Face à cette décision, plusieurs chauffeurs ont choisi la fronde silencieuse. Certains ont réduit le nombre de leurs rotations quotidiennes, d’autres ont carrément boycotté certaines courses jugées peu rentables avec les nouveaux tarifs. Au-delà du montant fixé, c’est surtout la méthode qui est pointée du doigt : les transporteurs dénoncent une décision prise sans véritable concertation, reprochant aux autorités de ne pas les avoir associés à la réflexion avant la publication de la circulaire.
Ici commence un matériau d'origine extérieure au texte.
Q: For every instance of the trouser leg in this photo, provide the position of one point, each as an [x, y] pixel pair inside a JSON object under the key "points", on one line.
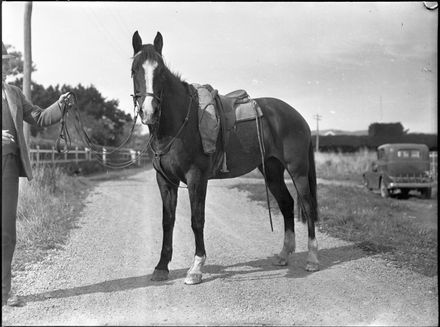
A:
{"points": [[9, 217]]}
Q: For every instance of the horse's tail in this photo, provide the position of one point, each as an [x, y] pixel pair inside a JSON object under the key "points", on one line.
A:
{"points": [[312, 183]]}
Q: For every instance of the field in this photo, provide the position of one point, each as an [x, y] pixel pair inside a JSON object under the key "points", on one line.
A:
{"points": [[402, 231]]}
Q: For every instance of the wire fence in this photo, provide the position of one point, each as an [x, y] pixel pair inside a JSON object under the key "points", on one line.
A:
{"points": [[77, 155], [433, 160]]}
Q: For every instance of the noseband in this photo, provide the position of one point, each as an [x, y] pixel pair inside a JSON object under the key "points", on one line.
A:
{"points": [[154, 96]]}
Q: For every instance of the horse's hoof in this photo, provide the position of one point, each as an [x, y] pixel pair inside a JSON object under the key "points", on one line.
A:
{"points": [[192, 279], [159, 275], [312, 266], [279, 261]]}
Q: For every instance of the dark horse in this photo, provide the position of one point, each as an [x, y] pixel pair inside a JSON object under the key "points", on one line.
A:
{"points": [[169, 107]]}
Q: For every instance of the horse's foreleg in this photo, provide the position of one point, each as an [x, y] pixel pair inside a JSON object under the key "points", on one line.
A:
{"points": [[197, 185], [169, 202]]}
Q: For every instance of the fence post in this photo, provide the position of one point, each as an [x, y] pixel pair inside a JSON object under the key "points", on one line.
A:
{"points": [[53, 156], [38, 156], [104, 156]]}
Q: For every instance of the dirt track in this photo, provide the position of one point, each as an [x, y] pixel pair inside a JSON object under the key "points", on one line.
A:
{"points": [[102, 277]]}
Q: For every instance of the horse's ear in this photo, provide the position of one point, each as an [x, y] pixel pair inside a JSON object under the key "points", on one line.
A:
{"points": [[137, 42], [158, 42]]}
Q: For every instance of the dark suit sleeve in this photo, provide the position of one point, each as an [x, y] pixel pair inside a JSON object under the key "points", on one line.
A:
{"points": [[34, 115]]}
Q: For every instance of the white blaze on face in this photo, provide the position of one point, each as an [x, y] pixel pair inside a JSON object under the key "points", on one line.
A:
{"points": [[147, 106]]}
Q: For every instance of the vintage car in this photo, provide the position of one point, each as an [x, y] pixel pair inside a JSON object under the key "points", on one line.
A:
{"points": [[399, 169]]}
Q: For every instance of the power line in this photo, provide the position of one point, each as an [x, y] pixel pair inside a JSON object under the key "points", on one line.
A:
{"points": [[318, 118]]}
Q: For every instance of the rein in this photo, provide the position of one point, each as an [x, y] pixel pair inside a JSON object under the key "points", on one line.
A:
{"points": [[64, 136]]}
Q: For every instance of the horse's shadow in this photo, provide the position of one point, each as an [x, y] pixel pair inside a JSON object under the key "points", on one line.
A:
{"points": [[229, 273]]}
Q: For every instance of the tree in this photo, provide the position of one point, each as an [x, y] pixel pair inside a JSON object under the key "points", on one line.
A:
{"points": [[103, 121], [17, 64]]}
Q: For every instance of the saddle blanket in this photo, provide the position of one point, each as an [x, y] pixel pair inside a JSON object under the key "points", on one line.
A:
{"points": [[236, 107]]}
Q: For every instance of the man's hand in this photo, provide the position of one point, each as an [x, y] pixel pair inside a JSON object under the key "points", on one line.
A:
{"points": [[7, 138], [64, 99]]}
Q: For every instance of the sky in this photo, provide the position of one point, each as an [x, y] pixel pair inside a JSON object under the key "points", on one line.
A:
{"points": [[352, 63]]}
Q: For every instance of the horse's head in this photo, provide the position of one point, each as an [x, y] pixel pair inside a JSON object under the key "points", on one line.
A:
{"points": [[147, 78]]}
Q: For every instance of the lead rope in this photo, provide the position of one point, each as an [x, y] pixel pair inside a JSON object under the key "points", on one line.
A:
{"points": [[64, 136], [263, 152]]}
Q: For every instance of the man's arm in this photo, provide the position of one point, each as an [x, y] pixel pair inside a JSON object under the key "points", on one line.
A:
{"points": [[35, 115]]}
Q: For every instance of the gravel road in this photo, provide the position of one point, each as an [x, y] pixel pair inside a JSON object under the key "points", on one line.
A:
{"points": [[102, 276]]}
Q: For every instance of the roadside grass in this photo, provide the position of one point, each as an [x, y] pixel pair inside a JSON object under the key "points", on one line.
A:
{"points": [[343, 166], [377, 225], [48, 208]]}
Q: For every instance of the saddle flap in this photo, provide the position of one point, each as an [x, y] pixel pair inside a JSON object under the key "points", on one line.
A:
{"points": [[238, 95]]}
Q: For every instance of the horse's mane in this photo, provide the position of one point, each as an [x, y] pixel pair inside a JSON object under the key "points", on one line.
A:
{"points": [[148, 52]]}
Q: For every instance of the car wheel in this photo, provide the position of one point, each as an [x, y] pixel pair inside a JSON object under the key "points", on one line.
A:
{"points": [[426, 193], [383, 190], [405, 193], [366, 183]]}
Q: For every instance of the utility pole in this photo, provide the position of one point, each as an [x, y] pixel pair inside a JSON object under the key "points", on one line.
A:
{"points": [[27, 66], [318, 118]]}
Du côté des usagers, le ton est tout autre. Beaucoup soutiennent la mesure et estiment qu’elle arrive même avec un certain retard. Pour eux, les anciens tarifs, fixés en pleine crise sanitaire de la Covid-19, n’ont plus lieu d’être aujourd’hui. Plusieurs habitants font valoir que l’état des routes s’est nettement amélioré depuis, rendant les trajets plus rapides et moins coûteux en usure pour les véhicules, un argument qui, selon eux, justifie une révision à la baisse plutôt qu’une grille avantageant les chauffeurs.

Entre les deux camps, la mairie du 3ᵉ arrondissement de Ntoum se retrouve désormais en première ligne. Les autorités locales doivent composer avec une équation délicate : faire respecter la réglementation en vigueur, tenir compte des charges réelles supportées par les transporteurs, et répondre aux attentes légitimes d’une population qui réclame des tarifs plus justes. Comment sortir de cette impasse sans braquer davantage l’une ou l’autre partie ? La question reste, pour l’instant, sans réponse claire.